Here is how far it got.
The Notion side picked up a page cover, an emoji picker, the full slash-command menu, headings, code blocks, numbered and bulleted lists, dividers, @-mentions of people, nested sub-pages, the ability to create new pages. I prompted none of those specifics.
The Slack side got reactions, threaded replies that tuck under the message, a thread pane you can open, channel members, an invite flow, and public or private channels.
The Dropbox side got folders, files it generated and dropped in itself, and downloads.
It got there for one reason. It had real human work to iterate against. Notion, Slack, and Dropbox, built by people with taste, three teams of them. Hand the loop a reference and it climbs to it. That is the entire thesis sitting in one experiment.
What this fixes, and what it doesn't
So here is where I land. The thing we assumed would stay broken forever, taste, is about to stop being broken. Not because the models learned to feel, but because we stopped asking them to and started feeding them the best human work as the bar they have to clear. A whole category of stuff LLMs were bad at, the stuff that needs taste, is quietly going to get good.

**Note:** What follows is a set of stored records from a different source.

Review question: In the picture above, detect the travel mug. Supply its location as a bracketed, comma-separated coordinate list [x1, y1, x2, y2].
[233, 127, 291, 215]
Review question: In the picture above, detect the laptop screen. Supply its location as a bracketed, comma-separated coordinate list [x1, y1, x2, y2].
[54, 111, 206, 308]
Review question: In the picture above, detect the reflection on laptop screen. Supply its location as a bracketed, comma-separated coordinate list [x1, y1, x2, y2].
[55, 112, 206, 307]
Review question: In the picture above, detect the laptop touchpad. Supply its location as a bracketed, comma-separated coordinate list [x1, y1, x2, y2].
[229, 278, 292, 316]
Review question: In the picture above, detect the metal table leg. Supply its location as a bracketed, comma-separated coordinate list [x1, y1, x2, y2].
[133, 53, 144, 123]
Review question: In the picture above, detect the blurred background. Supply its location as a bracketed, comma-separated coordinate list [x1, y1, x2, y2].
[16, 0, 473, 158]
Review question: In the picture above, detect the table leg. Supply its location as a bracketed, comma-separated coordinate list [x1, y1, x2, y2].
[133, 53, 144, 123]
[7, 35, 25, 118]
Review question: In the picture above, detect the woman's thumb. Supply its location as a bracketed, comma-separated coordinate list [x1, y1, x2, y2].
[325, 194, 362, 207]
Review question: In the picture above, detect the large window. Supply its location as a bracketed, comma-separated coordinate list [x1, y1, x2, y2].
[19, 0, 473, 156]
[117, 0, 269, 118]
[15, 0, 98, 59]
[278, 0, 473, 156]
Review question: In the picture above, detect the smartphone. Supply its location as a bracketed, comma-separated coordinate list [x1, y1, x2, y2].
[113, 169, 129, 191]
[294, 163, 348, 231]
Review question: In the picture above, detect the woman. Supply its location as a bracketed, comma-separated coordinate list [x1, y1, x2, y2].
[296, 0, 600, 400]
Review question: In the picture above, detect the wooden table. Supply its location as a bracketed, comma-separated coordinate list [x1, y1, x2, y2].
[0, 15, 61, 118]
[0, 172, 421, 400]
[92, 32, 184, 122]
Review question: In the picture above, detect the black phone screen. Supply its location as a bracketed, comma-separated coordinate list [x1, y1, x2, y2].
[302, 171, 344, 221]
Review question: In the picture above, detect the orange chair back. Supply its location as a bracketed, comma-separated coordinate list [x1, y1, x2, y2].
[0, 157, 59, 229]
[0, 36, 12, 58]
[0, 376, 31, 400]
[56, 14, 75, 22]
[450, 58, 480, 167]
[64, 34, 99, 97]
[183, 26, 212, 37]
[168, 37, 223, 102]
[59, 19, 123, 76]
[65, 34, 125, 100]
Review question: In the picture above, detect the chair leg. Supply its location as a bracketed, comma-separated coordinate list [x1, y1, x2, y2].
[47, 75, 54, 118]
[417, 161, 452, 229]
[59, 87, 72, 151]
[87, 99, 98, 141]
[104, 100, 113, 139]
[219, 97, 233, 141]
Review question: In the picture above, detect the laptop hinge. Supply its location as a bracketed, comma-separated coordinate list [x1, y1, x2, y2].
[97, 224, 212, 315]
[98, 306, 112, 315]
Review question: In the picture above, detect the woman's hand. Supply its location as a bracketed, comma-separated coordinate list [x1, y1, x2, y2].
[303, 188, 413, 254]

But I want to repeat the line from my last post on loops, because it still holds. This does not let an agent loop drive a product forward. Matching the best reference is not the same as knowing what to build, and it is nowhere near inventing something new. Curated references close the taste gap. They do not close the judgment gap. Knowing what humans actually want, and coming up with something genuinely new, is still intrinsically ours, and I am not convinced that part is going anywhere. It lines up with what I wrote about software engineering being over: the build quality keeps climbing, and the human part keeps shifting up the stack toward taste, judgment, and knowing what is worth making.
The part I keep thinking about
If the job is increasingly about overseeing agents, there is a human cost that is easy to skip past. Fiona Fung, who leads the Claude Code teams at Anthropic, said something on Lenny's podcast that stuck with me. As engineers increasingly work on their own with their own fleets of agents, loneliness is turning into a real problem. Her team started pairwise programming lunches, where engineers sit and work side by side, not even necessarily on the same thing, and pick up new patterns just from watching how other people drive Claude Code. They run hackathons too, partly just to make sure everyone is in a room together.
That is a problem coming for a lot of us. Sit and manage agents all day and you can go a full day barely speaking to another person. But I do not read it grimly. I think it is the start of figuring out new and better ways to work, collaborating at a higher level of abstraction and letting the agents handle the floor. It fits the long arc of all of this: we keep relegating the repetitive work to machines and freeing ourselves to focus on the higher-level problems. How software teams rethink the way they work together over the next year or so is going to matter a lot, and honestly it might be the genuinely exciting part.
The fix for AI's missing taste turned out to be simple, and a little humbling. You give it ours. So point your next loop at the best work you can find, and watch it climb.